Marriages are made in heaven but they need to be lived out here on earth. Marriage can be a joyous occasion – a time to make a commitment and start a new journey with your partner. However, when two become one, should your savings and investments also become one? The short answer to that is, NO. Before you get married, don’t be afraid to have ‘the talk’ with your partner and have an honest discussion about finances.

Determine combined income – today, most individuals work and earn their own money. Which means that most households are ‘double income’ homes. Have a discussion with your partner with respect to his/her monthly income while honestly disclosing yours as well. It is very important to be honest to arrive at a combined household income.

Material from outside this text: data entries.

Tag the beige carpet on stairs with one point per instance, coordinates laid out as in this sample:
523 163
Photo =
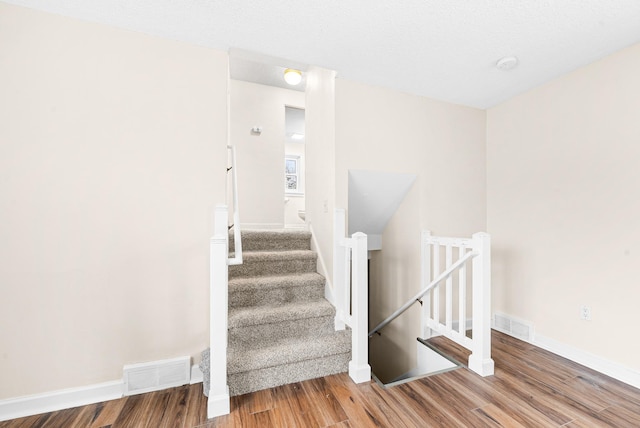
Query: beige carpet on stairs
281 328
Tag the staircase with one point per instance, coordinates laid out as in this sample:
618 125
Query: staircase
281 329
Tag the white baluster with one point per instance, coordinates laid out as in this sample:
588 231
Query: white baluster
449 289
480 360
359 369
462 294
219 401
339 267
425 261
436 289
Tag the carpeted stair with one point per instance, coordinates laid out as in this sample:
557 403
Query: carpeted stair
281 329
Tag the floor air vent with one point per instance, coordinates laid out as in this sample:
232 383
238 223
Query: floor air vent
514 327
156 375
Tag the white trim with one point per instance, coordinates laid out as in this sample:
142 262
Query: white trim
261 226
328 293
321 265
602 365
28 405
196 374
218 405
58 400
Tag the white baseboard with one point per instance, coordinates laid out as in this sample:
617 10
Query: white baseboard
196 374
602 365
20 407
58 400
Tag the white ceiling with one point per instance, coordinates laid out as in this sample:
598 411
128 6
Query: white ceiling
445 50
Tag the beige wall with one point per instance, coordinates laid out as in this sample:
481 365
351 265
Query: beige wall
563 207
260 157
320 159
112 156
383 130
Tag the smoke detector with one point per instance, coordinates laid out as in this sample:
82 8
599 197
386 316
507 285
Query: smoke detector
507 63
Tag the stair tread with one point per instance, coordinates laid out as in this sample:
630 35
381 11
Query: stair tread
273 281
289 351
275 255
247 316
271 233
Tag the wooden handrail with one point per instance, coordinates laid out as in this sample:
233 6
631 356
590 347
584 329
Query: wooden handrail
237 233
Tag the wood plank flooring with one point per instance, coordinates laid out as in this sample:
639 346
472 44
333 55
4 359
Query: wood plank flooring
531 388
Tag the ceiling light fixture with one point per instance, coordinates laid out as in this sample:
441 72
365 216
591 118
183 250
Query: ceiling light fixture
507 63
292 77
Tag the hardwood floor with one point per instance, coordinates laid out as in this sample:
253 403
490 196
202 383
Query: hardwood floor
531 388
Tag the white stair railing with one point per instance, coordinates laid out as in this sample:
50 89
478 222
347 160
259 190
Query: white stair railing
478 248
237 235
350 279
219 399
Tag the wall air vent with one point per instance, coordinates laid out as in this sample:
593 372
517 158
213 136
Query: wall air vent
156 375
517 328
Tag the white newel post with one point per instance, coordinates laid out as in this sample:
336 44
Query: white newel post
219 402
480 360
340 251
359 369
426 279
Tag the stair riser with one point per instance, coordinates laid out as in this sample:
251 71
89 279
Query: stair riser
275 296
268 267
256 380
263 334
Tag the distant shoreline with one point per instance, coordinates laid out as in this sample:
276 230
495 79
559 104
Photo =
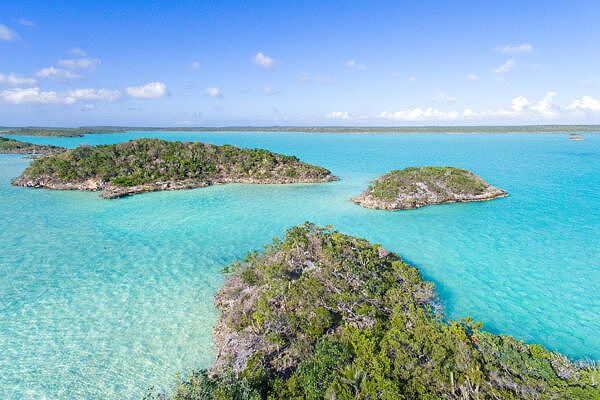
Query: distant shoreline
452 130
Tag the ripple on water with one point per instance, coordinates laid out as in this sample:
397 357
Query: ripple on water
101 299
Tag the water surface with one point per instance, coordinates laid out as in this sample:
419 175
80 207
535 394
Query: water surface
100 299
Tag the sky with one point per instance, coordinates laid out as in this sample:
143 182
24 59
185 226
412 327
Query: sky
262 63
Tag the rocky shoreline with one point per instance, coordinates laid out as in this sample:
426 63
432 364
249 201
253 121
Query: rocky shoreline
319 314
418 187
149 165
111 191
12 146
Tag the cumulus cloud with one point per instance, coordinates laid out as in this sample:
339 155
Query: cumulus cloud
515 49
77 52
269 91
36 96
58 73
586 103
80 63
263 60
15 80
343 115
150 90
214 92
354 64
506 67
7 34
520 107
26 22
443 98
546 106
94 94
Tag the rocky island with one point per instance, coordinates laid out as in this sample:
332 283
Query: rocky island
415 187
323 315
12 146
146 165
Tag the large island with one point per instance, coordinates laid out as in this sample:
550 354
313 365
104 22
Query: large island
323 315
146 165
415 187
12 146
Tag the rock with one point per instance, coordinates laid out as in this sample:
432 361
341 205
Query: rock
417 187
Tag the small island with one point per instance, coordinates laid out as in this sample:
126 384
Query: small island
415 187
323 315
12 146
147 165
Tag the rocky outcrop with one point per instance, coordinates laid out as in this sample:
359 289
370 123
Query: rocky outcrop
319 314
417 187
148 165
11 146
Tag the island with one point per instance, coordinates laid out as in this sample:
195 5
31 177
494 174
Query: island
415 187
147 165
12 146
323 315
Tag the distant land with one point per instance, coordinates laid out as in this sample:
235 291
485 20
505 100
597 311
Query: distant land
73 132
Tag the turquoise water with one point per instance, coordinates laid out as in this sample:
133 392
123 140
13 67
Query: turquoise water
100 299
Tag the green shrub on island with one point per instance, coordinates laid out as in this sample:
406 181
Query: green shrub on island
153 164
322 315
415 187
12 146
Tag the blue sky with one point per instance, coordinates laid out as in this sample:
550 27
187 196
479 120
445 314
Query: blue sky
212 63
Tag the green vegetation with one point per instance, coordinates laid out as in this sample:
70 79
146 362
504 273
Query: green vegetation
322 315
154 162
11 146
43 131
456 180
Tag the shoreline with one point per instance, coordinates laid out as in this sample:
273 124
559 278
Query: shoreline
450 130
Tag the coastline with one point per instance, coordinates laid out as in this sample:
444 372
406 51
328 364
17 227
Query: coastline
355 130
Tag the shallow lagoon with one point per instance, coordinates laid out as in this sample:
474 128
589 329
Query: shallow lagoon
100 299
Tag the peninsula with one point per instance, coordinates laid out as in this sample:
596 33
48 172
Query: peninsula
12 146
415 187
146 165
323 315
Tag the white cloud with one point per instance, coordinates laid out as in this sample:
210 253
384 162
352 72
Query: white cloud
269 91
76 51
506 67
80 63
151 90
7 34
263 60
519 103
214 92
443 98
26 22
418 113
36 96
15 80
520 108
319 80
546 106
586 103
515 49
354 64
59 73
94 94
29 96
338 115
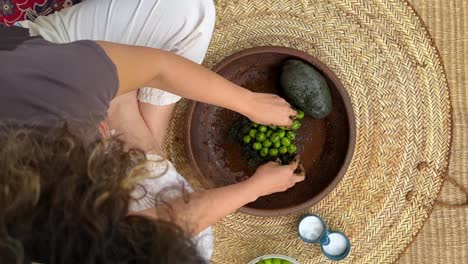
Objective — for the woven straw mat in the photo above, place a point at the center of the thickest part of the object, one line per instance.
(444, 237)
(381, 52)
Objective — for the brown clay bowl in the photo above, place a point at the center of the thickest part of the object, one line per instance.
(326, 145)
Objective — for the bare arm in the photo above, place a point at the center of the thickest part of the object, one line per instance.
(140, 66)
(205, 208)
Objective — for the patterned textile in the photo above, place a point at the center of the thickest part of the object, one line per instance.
(12, 11)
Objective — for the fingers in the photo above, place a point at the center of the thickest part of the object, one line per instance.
(298, 169)
(299, 174)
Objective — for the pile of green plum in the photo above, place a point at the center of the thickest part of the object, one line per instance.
(272, 142)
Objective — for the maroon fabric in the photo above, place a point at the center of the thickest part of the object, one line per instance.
(12, 11)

Determine expenses and liabilities – once you get married, the monthly expenses can be bifurcated into combined household expenses and individual expenses. Some of these would be discretionary in nature while some others would be non-discretionary. Estimate how much money will be spent monthly on household essentials and decided whether these expenses would be met through a combine pool of income or only one person would take the responsibility for covering these expenses. Also, share the various non-discretionary expenses that you might have in a month. Another aspect that you need to discuss is ‘liabilities’. You or your partner might have existing liabilities in the form of an education loan, a car loan or outstanding credit card payments. Honestly declare your liabilities as it is likely to impact monthly cash flows. Once you have an accurate picture of monthly income and expense, create a monthly household budget.

Bifurcate goals – once you get married, it is inevitable that you have shared dreams and goals. You could have short-term goals like planning a vacation or buying a car and long-term goals like saving for retirement. However, you could also have individual goals – things that you would like to achieve independently. For example, you might want to do an expensive short-term course on financial management. Saving for this goal would then become an individual priority. Bifurcate your goals, determine your contribution to the shared goals and accordingly create a financial plan.

Buy insurance – One of the biggest commitment that you make in a marriage is to take care of your partner and protect him/her from the impact of extreme circumstance. Therefore, it is imperative that you purchase a life insurance policy and nominate your partner as the beneficiary.

Marriage is life-long commitment. While it has its ups and downs, ensure that you always communicate and discuss ‘money matters’.